In an increasingly consolidating industry, ASCs must remain sharply focused on cost containment, according to Raghu Reddy, chief administrative officer of Cumberland-based SurgCenter of Western Maryland.
Mr. Reddy spoke with Becker's about his biggest cost-cutting tactics.
Editor's note: This response was edited lightly for brevity and clarity.
Question: What are some cost-cutting tactics you recommend?
Raghu Reddy: Whether you're losing money on the revenue side because of reimbursements issues or not, I think any ASC should absolutely not leave any penny on the table. I personally operate under the assumption that a penny saved is a penny earned.
I think most agencies should focus on their high-cost areas and go after them because 20 percent of the costs on the ASC business costs 80 percent, and the bulk of it is your staffing costs and your supply costs. Capital costs, on the other hand, are one-time payment, get negotiated, you get a deal and you move on. But this regular recurring cost of goods that are associated with supplies and implants is the area where you need to hone in.
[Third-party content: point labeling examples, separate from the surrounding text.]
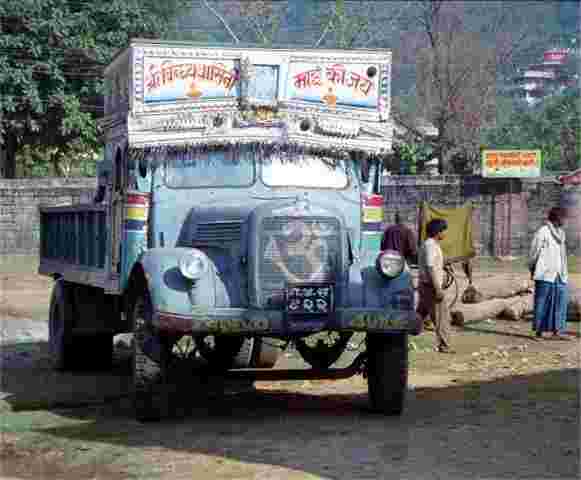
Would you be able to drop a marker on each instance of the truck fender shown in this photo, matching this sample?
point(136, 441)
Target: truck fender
point(367, 288)
point(172, 292)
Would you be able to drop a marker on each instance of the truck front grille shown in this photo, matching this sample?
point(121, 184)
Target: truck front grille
point(218, 232)
point(296, 250)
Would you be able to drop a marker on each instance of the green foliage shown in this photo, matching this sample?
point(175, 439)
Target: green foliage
point(553, 126)
point(52, 53)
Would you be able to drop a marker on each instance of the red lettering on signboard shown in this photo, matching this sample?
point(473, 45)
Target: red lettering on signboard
point(166, 73)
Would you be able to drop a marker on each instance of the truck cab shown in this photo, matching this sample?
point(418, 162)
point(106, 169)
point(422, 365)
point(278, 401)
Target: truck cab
point(239, 209)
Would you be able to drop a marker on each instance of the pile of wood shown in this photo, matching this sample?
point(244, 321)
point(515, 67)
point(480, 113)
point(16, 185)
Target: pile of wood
point(509, 297)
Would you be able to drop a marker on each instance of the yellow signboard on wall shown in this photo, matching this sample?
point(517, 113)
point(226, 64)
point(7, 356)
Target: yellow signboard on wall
point(511, 163)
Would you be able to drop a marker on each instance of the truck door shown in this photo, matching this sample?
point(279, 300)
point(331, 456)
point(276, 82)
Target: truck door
point(116, 210)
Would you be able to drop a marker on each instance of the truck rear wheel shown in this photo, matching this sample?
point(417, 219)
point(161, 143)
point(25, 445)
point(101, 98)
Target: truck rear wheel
point(387, 372)
point(69, 351)
point(60, 327)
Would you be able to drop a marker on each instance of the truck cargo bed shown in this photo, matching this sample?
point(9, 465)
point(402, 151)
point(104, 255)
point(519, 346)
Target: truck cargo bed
point(73, 243)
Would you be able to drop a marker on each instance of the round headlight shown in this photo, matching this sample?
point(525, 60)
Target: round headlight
point(390, 263)
point(193, 265)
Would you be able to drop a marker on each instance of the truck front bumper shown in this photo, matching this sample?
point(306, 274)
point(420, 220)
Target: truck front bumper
point(237, 321)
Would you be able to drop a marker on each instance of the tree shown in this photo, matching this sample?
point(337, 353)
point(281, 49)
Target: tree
point(52, 54)
point(469, 46)
point(554, 127)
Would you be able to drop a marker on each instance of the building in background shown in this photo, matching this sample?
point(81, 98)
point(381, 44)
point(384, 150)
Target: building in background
point(554, 75)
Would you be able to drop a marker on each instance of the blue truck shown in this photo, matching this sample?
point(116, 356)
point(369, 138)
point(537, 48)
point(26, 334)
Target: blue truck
point(238, 210)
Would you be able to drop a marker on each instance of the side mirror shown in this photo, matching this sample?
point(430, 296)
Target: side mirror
point(142, 168)
point(364, 169)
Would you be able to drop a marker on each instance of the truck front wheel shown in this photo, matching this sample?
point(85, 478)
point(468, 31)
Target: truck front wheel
point(387, 372)
point(60, 326)
point(149, 400)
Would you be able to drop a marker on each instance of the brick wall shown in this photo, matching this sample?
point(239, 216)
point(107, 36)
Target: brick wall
point(19, 202)
point(506, 213)
point(515, 210)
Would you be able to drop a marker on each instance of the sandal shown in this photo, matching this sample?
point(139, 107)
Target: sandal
point(560, 336)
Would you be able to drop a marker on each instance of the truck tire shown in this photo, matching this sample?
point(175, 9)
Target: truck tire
point(74, 352)
point(60, 326)
point(149, 401)
point(387, 372)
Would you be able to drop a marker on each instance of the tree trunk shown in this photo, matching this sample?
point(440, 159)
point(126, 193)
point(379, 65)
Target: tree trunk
point(463, 314)
point(8, 156)
point(498, 287)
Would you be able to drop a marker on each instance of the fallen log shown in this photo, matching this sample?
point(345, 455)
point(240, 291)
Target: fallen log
point(519, 308)
point(463, 314)
point(497, 287)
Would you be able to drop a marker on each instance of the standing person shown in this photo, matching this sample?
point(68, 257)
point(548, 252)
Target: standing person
point(431, 281)
point(548, 267)
point(400, 238)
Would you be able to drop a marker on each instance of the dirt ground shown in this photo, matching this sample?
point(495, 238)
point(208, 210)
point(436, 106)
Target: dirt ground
point(502, 407)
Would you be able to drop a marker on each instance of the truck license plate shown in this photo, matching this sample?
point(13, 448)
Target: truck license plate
point(309, 299)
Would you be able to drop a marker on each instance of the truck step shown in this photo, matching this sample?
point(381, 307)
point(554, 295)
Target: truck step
point(92, 332)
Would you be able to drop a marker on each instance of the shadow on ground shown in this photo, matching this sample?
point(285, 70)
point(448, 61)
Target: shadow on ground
point(515, 427)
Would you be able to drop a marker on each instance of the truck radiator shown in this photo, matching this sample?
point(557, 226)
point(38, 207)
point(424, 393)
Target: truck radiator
point(296, 250)
point(218, 232)
point(74, 235)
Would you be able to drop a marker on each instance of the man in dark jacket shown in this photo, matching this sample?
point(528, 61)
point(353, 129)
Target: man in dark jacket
point(400, 238)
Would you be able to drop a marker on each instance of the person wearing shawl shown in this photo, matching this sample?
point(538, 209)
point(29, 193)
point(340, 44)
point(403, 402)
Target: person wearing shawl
point(548, 266)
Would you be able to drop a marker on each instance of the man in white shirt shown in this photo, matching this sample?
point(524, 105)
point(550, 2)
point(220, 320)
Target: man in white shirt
point(548, 267)
point(430, 284)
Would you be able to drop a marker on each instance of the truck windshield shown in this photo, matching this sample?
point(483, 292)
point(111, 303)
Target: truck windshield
point(219, 168)
point(305, 171)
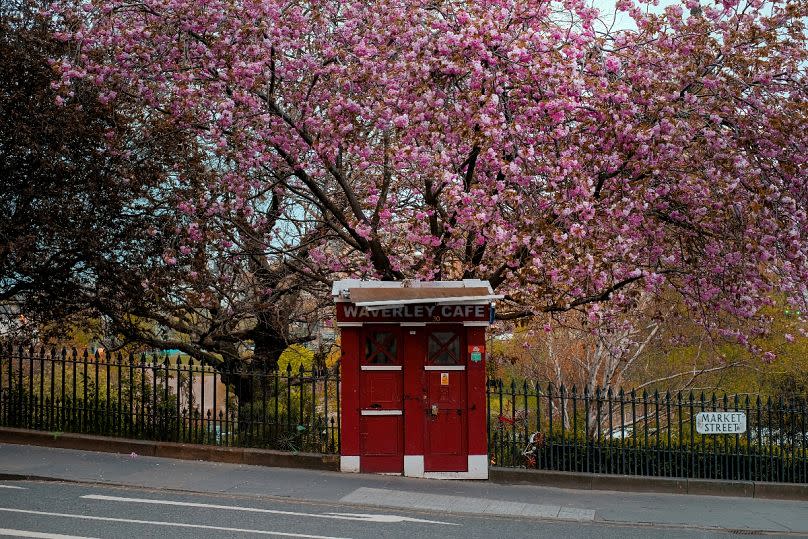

Obviously all ASCs are struggling with the staffing costs, especially in bigger metropolises where their salaries are already at the high end of the pay scale. You're gonna have to be creative, like bringing in LPNs, who cost less than the registered nurses, and augmenting their roles as a support staff for the nurses. This way, the nurses can focus more on what they are hired to do and also some of the burden is lessened by the LPN who can offset the cost there.
Additionally, it's key to have very lucrative group contracts and address pricing with the vendors or the manufacturers directly as much as you can. The leaner you are, the more profitable you are, and from materials management to scheduling to anything else in between, creating those efficiencies and just paying attention to detail will be key.